Residents from Birmingham and along the Woodward Avenue corridor interested in brainstorming plans for a multi-city bike path can have their say at a public meeting in Royal Oak Wednesday.
A Bike Summit is scheduled for 7 p.m. Wednesday at the Royal Oak Public Library, located at 222 E. 11 Mile Rd. in downtown Royal Oak.
According to event organizers, the purpose of the Bike Summit is to provide a forum for citizens to discuss a multi-city push for alternative modes of transportation, including marked bicycle routes, sharrows, bicycle boulevards and paths to link the various communities along Woodward Avenue.
Residents who live and work in Berkley, Birmingham, Clawson, Ferndale, Huntington Woods, Oak Park, Royal Oak and Southfield are encouraged to attend.
Elected officials interested in meeting with Complete Streets activists are also welcome, event organizers say.
Three speakers are scheduled to appear at the summit, including:
- Todd Scott, Detroit Greenways coordinator for the Michigan Trails and Greenways Alliance.

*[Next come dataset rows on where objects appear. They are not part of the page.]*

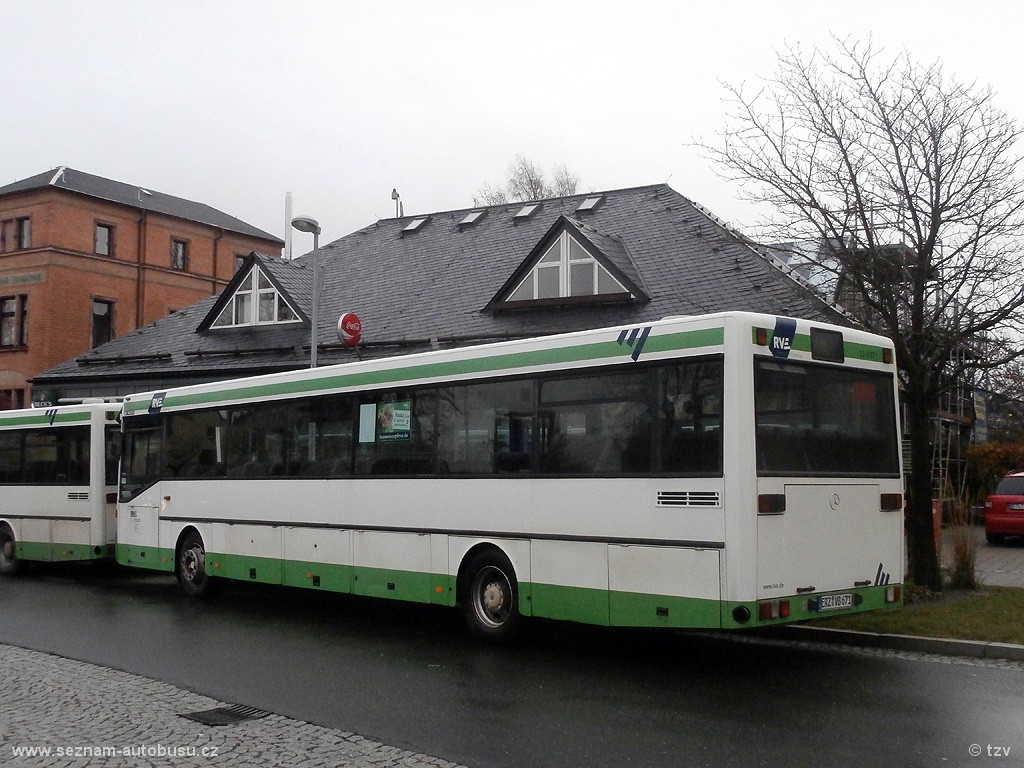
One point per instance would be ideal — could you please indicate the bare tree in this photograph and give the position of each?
(908, 184)
(525, 181)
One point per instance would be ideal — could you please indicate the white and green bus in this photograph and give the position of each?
(58, 475)
(721, 471)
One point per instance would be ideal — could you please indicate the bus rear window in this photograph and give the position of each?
(816, 421)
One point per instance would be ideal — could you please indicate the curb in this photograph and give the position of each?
(948, 647)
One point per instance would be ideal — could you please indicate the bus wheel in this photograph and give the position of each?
(491, 596)
(192, 567)
(9, 564)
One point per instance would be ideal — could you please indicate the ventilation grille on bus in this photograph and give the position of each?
(689, 499)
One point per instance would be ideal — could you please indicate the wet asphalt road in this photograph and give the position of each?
(561, 695)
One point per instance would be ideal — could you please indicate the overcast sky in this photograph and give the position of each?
(235, 103)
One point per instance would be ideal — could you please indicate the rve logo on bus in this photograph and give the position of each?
(781, 341)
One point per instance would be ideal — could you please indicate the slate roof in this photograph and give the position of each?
(430, 288)
(134, 197)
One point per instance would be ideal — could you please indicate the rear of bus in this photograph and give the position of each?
(828, 510)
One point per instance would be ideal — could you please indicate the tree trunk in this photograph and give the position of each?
(920, 532)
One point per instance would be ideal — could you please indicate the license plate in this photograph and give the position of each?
(836, 602)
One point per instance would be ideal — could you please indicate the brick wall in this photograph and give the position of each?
(60, 273)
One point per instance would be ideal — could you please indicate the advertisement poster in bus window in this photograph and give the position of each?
(394, 422)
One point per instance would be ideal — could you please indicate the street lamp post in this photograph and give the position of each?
(307, 224)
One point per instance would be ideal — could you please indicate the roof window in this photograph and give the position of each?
(591, 204)
(256, 302)
(471, 218)
(526, 212)
(566, 269)
(416, 224)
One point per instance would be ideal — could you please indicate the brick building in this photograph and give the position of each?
(84, 259)
(455, 278)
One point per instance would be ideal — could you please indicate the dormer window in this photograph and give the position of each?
(566, 268)
(256, 302)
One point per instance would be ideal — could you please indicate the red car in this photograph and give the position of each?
(1005, 509)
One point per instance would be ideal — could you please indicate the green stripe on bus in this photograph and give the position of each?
(580, 353)
(851, 349)
(58, 552)
(44, 419)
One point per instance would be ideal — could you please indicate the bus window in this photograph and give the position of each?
(141, 456)
(815, 420)
(595, 424)
(485, 428)
(402, 440)
(691, 418)
(10, 457)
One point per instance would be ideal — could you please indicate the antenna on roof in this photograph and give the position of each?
(288, 226)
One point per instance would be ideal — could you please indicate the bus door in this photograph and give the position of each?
(138, 516)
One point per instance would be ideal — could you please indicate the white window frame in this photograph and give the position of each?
(243, 308)
(563, 243)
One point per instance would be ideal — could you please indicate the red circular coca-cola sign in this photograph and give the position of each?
(349, 329)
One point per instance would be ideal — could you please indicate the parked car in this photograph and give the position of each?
(1005, 509)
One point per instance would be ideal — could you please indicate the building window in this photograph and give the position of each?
(13, 322)
(565, 269)
(179, 254)
(256, 302)
(102, 322)
(24, 231)
(11, 398)
(104, 240)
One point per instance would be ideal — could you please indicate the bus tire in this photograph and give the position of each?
(190, 567)
(491, 596)
(9, 563)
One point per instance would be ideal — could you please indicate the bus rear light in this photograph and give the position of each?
(892, 502)
(773, 609)
(771, 504)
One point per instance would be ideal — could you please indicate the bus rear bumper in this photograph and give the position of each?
(808, 607)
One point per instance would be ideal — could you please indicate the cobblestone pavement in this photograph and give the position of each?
(59, 713)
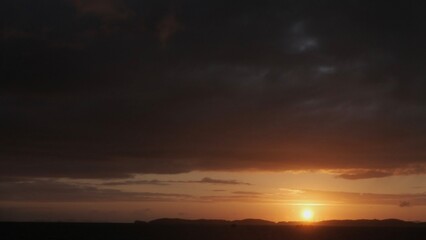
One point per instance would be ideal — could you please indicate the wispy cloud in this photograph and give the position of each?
(205, 180)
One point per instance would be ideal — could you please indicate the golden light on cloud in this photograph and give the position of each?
(307, 214)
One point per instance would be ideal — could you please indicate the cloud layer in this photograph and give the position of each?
(91, 91)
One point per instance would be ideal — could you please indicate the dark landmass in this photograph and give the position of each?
(206, 229)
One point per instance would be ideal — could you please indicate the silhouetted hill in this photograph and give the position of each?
(181, 229)
(368, 222)
(251, 221)
(179, 221)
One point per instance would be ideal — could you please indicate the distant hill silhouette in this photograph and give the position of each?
(179, 221)
(249, 221)
(368, 222)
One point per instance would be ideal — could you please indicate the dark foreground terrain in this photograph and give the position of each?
(217, 231)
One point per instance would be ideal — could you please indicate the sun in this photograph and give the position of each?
(307, 214)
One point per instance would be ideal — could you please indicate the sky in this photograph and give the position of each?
(117, 110)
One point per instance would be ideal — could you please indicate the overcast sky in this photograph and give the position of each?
(106, 89)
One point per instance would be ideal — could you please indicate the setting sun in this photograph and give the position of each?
(307, 215)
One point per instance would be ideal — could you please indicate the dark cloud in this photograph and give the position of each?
(168, 182)
(89, 91)
(136, 182)
(405, 204)
(220, 181)
(365, 174)
(418, 199)
(50, 190)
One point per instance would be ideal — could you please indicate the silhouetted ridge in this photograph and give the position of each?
(179, 221)
(367, 222)
(251, 221)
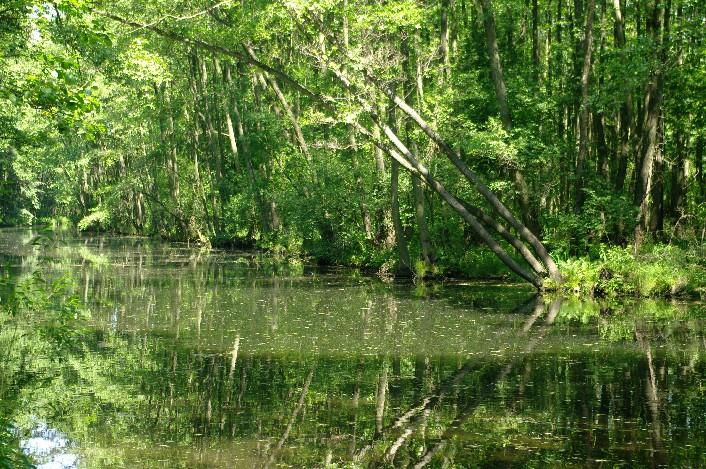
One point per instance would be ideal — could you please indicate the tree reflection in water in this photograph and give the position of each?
(195, 359)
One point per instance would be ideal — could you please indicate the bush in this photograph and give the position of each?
(657, 271)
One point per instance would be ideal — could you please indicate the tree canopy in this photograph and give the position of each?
(395, 135)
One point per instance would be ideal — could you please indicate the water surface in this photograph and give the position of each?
(205, 359)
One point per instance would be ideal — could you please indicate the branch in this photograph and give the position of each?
(181, 18)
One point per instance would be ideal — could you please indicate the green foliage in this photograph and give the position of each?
(657, 271)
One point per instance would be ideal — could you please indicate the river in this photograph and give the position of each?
(188, 358)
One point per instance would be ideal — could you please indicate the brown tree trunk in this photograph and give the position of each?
(585, 108)
(649, 138)
(523, 195)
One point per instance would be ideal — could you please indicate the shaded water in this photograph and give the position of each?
(186, 358)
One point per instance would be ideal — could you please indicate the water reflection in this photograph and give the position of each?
(193, 359)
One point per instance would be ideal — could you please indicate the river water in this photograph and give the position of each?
(186, 358)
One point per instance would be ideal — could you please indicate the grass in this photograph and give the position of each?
(656, 271)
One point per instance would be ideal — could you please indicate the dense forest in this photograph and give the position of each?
(414, 137)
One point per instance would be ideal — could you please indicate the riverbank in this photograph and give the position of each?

Scott has helped bring millions of dollars of grant funds into the Detroit area to fund bicycle infrastructure and is a nationally-known expert on mapping bicycle routes.
- Heather Carmona, executive director of the Woodward Avenue Action Association. Carmona was key in winning federal funding for the recent improvements to the Woodward-12 Mile intersection, is currently leading an 11-city effort to make Woodward Avenue a complete street from Detroit to Pontiac.
- Tom Dusky, Green Cruise coordinator for the Southeast Michigan Sierra Club. The Green Cruise is a celebration of non-motorized transportation held annually in Ferndale.
"We’re starting to make some very real progress," Scott, a Royal Oak resident, told the Detroit Free Press Sunday. "We’re hoping by bringing people together and building excitement, we can get some momentum for change."
In Birmingham, the city is moving full-steam ahead in its plan to better implement Complete Streets practices — including making the city more bicycle-friendly.
In July 2011, the Birmingham City Commission voted in support of Complete Streets — the state mandate that directs Michigan municipalities to integrate alternative forms of transit when planning major projects.
Earlier this year, the city hired Greenway Collaborative, Inc., an Ann Arbor-based consulting firm, to help craft a Multi-Modal Transportation Plan for Birmingham.
In mid-November, the firm released the results of its first public opinion survey on Birmingham's transit options; among other conclusions, participants noted they want more bike lanes in Birmingham and improved safety for pedestrians.
On Jan. 17, the group will meet at Baldwin Public Library for a "project visioning workshop," during which residents will have the chance to weigh in on what Birmingham should make a transportation priority going forward.
Birmingham's Planning Department has also been staying bike-friendly this year. In early April, the city approved a plan to install 47 new bike racks around town. City planner Sue Weckerle, who spearheaded the bike rack project, will update Bike Summit attendees on Birmingham's progress, the Free Press reports.
Wednesday's Bike Summit is sponsored by the Royal Oak Environmental Advisory Board, Huntington Woods Environmental Committee, Berkley Environmental Advisory Committee, Woodward Avenue Action Association, and the Michigan Trails and Greenways Alliance.